Pero pensar a las mujeres como individuos también implica que se deje de tratarnos como si le debiéramos una serie de servicios de cuidado, emocionales y sexuales a los otros bajo la suposición -por demás incorrecta- de que el placer de brindar esos servicios está grabado tan profundamente en el “ADN femenino” que solo nos sentimos completas y realizadas si los damos, nos come la culpa si no los cumplimos, y cumplirlos no consume nuestra energía porque no salen de forma “natural”. ¡Cómo me gustaría ver caer esa conexión entre feminidad y tareas domésticas que en la práctica se traduce en una carga mental y física enrome! Es verdad que hay mujeres que convierten de buena gana a estas tareas en su centro. Muchas otras, en cambio, solo las aceptan porque creen que es su obligación, como si lo doméstico fuera su único lugar posible o un rol para ellas inevitable. Y antes de que alguien me acuse, como ya ha sucedido, de estar diciendo esto porque soy una “vaga” -las mujeres, recuérdese, debemos ser dedicadas y hacendosas-, aclaro que las tareas domésticas están ahí y alguien tiene que hacerlas (esto es bastante obvio), y que por barrer el piso no se va a acabar el mundo ni se va a morir nadie (esto quizás ya no tanto). La injusticia radica en que recaigan la mayoría de las veces y sin importar las circunstancias exclusivamente sobre los miembros femeninos de las familias -y no sobre todos sus miembros adultos-, bajo justificaciones del tipo “eso es lo que hacen todas las mujeres y no se andan quejando tanto”.
¿Qué no se quejan? ¡Claro que se quejan!, lo que pasa es que por lo general no es con gritos de rebeldía, sino más bien con susurros sordos de resignación.

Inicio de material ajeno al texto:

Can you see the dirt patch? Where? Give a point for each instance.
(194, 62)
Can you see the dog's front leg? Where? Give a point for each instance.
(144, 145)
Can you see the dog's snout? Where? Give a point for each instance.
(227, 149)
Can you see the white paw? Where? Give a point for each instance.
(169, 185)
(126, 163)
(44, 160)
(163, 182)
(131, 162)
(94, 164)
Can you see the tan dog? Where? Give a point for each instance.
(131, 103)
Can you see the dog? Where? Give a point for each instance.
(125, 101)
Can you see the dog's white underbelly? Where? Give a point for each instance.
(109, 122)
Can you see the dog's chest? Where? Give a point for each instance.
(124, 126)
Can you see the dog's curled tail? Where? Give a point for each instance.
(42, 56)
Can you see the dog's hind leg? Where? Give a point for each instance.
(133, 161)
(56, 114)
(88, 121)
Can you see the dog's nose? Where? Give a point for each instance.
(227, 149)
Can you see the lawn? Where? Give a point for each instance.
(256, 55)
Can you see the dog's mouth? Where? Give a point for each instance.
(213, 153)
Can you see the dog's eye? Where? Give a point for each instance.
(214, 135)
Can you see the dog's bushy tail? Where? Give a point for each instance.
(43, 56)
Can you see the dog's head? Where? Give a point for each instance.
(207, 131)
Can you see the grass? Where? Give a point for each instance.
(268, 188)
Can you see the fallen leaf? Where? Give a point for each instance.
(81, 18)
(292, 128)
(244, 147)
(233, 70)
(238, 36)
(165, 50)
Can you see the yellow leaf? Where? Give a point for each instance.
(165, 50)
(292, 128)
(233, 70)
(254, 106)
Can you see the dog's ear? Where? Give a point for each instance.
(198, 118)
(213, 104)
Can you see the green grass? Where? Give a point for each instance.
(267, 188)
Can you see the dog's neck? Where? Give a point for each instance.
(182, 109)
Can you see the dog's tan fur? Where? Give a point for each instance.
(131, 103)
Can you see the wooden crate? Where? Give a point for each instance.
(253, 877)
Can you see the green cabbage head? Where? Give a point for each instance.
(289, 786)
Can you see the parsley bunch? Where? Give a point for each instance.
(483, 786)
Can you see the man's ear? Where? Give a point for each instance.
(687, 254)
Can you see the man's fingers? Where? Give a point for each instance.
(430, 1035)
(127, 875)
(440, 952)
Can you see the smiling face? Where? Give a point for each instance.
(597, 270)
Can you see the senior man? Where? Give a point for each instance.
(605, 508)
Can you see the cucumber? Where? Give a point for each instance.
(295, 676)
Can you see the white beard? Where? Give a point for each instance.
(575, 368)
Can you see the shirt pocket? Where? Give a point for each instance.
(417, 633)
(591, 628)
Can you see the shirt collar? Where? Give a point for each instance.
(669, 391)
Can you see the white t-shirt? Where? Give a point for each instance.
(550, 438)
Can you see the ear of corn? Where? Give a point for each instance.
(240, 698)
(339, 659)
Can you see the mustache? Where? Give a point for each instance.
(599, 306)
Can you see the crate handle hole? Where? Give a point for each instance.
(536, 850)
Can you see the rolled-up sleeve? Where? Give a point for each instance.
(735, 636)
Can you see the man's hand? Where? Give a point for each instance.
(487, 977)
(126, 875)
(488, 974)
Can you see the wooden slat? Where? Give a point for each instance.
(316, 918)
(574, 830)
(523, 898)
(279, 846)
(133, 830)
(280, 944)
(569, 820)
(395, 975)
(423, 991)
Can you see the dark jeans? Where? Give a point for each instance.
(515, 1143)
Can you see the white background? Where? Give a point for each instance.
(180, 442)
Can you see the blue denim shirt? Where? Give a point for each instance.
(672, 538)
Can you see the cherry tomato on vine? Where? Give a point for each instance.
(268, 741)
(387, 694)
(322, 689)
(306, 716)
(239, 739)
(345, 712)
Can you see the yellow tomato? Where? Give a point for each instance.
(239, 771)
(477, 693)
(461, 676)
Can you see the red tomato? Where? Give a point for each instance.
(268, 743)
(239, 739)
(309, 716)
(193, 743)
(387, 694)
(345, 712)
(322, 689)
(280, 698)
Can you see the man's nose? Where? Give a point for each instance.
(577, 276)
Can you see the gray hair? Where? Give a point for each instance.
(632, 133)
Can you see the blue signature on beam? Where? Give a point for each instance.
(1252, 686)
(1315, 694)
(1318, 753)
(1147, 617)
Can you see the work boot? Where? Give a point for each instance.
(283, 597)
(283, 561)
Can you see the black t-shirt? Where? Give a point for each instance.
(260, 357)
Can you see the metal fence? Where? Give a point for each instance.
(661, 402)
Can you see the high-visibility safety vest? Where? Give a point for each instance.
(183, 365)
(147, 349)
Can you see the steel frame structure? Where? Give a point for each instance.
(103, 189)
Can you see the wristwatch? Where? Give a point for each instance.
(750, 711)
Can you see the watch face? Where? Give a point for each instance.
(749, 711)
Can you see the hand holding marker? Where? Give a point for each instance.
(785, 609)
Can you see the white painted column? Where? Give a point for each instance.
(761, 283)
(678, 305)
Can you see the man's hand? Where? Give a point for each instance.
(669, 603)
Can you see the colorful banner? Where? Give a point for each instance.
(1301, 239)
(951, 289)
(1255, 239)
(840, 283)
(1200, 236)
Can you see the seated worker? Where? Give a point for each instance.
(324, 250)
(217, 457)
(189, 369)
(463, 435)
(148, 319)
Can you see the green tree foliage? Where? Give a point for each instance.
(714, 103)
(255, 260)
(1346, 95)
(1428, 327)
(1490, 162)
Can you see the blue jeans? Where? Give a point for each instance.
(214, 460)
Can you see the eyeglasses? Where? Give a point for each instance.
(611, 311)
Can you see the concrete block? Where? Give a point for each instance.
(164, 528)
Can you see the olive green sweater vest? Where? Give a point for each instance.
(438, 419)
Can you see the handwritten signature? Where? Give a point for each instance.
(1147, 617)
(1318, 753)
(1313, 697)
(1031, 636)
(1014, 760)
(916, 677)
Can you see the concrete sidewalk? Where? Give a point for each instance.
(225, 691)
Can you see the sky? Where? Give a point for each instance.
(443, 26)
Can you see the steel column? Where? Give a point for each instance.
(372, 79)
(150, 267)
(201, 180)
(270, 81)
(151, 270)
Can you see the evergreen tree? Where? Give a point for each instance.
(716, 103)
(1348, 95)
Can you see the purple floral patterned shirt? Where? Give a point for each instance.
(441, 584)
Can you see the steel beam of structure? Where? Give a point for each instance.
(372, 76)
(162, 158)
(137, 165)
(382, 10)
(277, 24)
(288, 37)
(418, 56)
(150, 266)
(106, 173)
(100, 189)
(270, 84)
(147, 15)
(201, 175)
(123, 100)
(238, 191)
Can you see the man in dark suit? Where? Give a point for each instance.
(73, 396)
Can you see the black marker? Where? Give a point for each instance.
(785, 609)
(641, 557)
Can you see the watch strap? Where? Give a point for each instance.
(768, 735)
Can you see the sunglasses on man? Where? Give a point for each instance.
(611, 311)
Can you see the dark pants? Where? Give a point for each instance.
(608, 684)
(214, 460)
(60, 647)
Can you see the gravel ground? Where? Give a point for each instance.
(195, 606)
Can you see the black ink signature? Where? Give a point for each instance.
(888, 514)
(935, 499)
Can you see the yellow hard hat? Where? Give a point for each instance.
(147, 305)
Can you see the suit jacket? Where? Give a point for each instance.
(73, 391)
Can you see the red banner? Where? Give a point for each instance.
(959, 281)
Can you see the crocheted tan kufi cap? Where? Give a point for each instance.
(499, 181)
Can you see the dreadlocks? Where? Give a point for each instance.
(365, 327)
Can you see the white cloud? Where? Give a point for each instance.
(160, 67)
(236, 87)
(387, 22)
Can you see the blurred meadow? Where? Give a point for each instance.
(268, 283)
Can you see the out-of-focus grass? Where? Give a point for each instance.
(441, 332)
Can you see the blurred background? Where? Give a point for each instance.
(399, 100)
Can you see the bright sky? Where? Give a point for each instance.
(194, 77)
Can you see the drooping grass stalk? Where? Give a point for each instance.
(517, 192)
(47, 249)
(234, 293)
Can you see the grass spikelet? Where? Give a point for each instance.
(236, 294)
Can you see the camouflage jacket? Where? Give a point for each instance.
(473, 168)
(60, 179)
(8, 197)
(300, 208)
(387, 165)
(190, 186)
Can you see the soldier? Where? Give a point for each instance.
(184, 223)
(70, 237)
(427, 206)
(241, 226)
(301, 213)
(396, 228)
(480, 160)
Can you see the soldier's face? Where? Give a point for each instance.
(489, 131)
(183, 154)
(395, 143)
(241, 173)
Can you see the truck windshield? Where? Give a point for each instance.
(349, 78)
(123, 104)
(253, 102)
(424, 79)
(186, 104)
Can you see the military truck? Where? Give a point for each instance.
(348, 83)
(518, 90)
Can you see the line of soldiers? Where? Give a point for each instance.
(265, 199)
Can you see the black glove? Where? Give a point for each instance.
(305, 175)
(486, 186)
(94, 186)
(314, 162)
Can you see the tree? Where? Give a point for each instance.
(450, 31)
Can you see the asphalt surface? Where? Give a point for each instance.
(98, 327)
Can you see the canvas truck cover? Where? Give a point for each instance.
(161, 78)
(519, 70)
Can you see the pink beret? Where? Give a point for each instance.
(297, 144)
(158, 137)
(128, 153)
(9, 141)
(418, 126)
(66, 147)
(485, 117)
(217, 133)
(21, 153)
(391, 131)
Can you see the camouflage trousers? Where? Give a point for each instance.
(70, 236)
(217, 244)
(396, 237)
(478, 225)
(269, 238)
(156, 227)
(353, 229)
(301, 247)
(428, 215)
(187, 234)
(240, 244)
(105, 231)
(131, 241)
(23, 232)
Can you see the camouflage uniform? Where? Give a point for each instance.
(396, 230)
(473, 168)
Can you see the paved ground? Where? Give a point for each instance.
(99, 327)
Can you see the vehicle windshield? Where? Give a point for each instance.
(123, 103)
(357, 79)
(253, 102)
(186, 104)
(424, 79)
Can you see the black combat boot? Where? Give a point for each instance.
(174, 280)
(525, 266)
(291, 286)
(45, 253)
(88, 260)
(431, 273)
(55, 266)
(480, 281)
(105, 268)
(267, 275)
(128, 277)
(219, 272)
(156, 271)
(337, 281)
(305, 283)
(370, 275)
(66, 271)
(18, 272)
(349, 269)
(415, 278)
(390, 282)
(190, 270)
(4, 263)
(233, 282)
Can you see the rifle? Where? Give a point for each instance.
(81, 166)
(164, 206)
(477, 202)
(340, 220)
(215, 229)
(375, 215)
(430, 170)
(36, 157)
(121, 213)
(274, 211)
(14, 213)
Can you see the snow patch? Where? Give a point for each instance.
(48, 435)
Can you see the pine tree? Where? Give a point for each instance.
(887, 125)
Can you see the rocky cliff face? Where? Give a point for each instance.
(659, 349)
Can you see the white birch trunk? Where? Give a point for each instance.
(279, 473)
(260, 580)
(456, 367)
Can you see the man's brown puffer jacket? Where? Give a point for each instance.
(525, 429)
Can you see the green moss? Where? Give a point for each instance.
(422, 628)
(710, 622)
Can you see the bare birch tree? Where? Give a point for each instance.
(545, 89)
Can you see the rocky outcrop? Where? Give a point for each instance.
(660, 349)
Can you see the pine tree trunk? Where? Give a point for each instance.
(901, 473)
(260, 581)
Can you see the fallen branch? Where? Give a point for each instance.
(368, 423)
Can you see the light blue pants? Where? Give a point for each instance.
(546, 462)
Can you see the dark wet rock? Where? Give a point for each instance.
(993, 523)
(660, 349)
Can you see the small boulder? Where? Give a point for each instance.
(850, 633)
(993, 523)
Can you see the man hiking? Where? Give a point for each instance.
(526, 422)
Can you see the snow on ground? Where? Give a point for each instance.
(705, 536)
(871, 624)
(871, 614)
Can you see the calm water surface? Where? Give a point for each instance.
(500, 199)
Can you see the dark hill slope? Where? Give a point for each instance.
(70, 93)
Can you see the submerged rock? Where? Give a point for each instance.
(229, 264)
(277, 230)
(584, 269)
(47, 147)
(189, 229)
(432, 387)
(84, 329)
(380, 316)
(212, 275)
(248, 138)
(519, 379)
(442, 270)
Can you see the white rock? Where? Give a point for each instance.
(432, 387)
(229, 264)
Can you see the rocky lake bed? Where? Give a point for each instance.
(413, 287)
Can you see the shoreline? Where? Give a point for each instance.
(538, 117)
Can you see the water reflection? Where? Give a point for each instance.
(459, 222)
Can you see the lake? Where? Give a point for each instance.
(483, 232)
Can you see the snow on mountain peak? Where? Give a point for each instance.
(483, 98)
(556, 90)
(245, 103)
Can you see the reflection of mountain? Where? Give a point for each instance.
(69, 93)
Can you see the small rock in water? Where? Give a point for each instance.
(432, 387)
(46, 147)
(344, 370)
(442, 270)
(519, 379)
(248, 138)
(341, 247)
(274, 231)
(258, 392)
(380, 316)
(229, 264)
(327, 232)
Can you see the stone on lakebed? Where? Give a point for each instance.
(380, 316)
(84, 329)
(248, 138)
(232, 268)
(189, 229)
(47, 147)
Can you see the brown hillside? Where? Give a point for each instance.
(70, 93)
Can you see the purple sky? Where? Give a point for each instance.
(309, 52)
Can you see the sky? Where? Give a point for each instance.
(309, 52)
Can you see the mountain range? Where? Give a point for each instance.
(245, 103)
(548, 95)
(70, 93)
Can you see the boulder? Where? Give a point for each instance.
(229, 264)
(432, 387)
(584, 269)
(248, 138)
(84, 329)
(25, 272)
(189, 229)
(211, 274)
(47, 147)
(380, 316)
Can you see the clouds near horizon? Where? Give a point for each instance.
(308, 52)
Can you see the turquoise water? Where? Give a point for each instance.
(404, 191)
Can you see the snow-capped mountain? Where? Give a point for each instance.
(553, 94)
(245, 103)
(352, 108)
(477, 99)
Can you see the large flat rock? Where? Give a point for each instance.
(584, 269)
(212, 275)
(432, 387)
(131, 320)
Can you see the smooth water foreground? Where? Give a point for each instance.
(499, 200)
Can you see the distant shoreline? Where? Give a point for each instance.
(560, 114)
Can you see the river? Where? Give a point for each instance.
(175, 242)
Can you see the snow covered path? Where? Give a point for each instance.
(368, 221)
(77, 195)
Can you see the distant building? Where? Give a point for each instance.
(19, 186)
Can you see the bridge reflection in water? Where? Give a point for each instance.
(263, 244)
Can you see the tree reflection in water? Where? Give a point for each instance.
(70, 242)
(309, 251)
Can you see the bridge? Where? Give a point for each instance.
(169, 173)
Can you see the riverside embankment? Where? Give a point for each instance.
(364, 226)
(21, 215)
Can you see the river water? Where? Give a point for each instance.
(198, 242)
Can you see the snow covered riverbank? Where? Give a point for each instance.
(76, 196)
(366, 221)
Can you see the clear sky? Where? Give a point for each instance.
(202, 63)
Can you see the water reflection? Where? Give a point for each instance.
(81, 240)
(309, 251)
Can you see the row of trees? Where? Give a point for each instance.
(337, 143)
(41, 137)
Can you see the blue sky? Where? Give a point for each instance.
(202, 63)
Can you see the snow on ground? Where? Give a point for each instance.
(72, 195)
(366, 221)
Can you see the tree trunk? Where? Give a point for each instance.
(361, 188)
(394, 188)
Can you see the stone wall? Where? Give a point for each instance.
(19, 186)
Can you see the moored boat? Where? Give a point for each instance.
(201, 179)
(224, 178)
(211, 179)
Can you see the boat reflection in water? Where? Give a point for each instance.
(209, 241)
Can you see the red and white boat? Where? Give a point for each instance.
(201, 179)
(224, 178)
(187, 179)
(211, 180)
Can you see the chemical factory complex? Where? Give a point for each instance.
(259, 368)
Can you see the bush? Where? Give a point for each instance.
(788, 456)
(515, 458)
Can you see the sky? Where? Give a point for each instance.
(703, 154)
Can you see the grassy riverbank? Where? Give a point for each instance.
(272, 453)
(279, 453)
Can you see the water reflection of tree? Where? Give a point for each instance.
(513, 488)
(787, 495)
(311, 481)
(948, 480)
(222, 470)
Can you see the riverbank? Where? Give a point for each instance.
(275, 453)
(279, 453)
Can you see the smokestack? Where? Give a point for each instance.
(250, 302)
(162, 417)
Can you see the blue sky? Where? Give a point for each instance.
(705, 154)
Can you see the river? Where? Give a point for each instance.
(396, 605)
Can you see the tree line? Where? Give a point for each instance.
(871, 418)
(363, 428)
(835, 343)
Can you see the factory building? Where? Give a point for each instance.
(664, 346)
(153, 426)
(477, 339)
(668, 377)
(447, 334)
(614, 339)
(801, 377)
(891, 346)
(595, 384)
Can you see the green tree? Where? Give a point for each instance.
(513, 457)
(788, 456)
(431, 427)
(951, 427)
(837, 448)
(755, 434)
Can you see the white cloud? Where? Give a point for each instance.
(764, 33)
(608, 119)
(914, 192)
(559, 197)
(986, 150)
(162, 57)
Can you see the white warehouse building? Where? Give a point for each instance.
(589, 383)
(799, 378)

Y yo quisiera, sobre todo, que las mujeres no fuéramos unas resignadas, que dejemos de aparentar felicidad, convicción o fortaleza ante situaciones que nos incomodan y nos dañan; y que dejemos de hacerlo de verdad y no, como es muy común ahora que el feminismo está de moda, tan solo en público y tan solo de palabra. Quisiera que ya no permitamos que se utilice nuestro sexo para forzar nuestros deseos y caminos de vida, y que seamos capaces de construirnos un mundo donde nos sintamos libres, cómodas y respetadas incluso entre nuestras responsabilidades; y no juzgadas, culpables u obligadas. Y por último, pero no menos importante, desearía también que fuéramos capaces de hacer siempre lo que yo no hice aquel sábado ya lejano de mi historia, y en lugar de aceptar la salida por miedo a que me abandonaran al ser yo “menos que otras”, tener el valor de hablar abierta y asertivamente de estas cosas con quienes nos rodean cuantas veces haga falta.